What makes good bedside reading? I’m talking about that particular kind of reading that consists of paying close attention for about ten minutes, dozing for ten more, then waking with a jerk as the book crashes to the floor. This is not the place for “War and Peace.”
I’ve found that two kinds of books lend themselves to the bedside. The first are the tried and true books that I can happily read over and over, even re-reading chapters or skipping them by mistake with no loss to the reading experience. Thank you, Angela Thirkell, Margery Allingham, and Betty MacDonald.
The second kind of bedside reading consists of short pieces, such as stories or essays. They can’t be too demanding, of course – no Montaigne, no Faulkner.

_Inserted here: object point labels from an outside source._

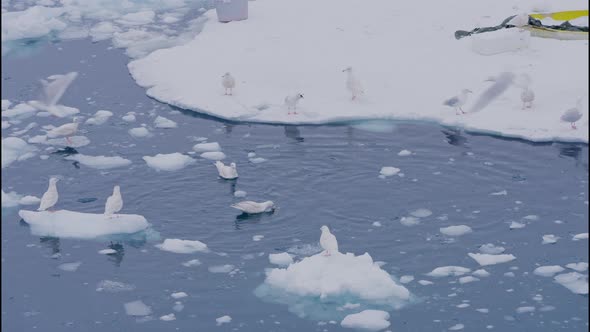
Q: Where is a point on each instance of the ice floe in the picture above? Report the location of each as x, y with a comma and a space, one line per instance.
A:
70, 224
168, 162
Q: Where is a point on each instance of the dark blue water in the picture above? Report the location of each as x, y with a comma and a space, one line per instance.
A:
316, 175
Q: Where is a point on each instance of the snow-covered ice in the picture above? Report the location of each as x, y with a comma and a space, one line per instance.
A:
100, 162
371, 320
67, 224
165, 76
180, 246
168, 162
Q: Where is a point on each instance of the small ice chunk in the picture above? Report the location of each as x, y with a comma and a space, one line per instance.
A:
182, 246
283, 259
577, 283
226, 268
445, 271
168, 317
406, 279
389, 171
70, 267
99, 162
522, 310
207, 147
192, 262
178, 295
467, 279
580, 267
218, 155
137, 308
162, 122
139, 132
421, 213
240, 193
372, 320
490, 248
550, 239
168, 162
481, 273
487, 259
223, 319
457, 230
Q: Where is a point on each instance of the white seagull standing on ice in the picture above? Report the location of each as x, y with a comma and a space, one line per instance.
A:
67, 130
50, 196
291, 102
458, 101
353, 84
227, 172
228, 83
251, 207
114, 202
328, 241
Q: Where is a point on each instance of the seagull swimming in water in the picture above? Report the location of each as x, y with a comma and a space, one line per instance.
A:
228, 83
328, 241
67, 130
291, 102
227, 172
353, 84
114, 202
573, 114
50, 197
458, 101
251, 207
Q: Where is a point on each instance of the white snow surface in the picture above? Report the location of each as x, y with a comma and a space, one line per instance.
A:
275, 61
99, 162
70, 224
337, 274
370, 320
168, 162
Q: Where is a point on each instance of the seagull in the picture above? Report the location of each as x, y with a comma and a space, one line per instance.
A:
291, 101
527, 96
573, 114
114, 202
50, 196
53, 89
328, 241
67, 130
353, 84
458, 101
228, 83
227, 172
251, 207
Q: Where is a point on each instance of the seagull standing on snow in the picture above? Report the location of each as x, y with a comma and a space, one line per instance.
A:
573, 114
67, 130
251, 207
458, 101
291, 102
50, 197
227, 172
228, 83
328, 241
353, 84
114, 202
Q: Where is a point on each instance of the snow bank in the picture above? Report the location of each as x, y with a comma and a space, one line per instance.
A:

For this kind of reading, I thank authors like L. Rust Hills (“How to Do Things Right, or the Confessions of a Fussy Man”), Eleanor Perenyi (“Green Thoughts, A Writer in the Garden”), and James Thurber (just about anything). Each is entertaining, and each is forgiving – because of length or lightness of touch – of a short attention span.
My newest addition to the bedside table is of the second sort. Geoff Nicholson’s “The Lost Art of Walking: The History, Science, Philosophy, and Literature of Pedestrianism,” despite its daunting title, is really a series of personal essays on walking.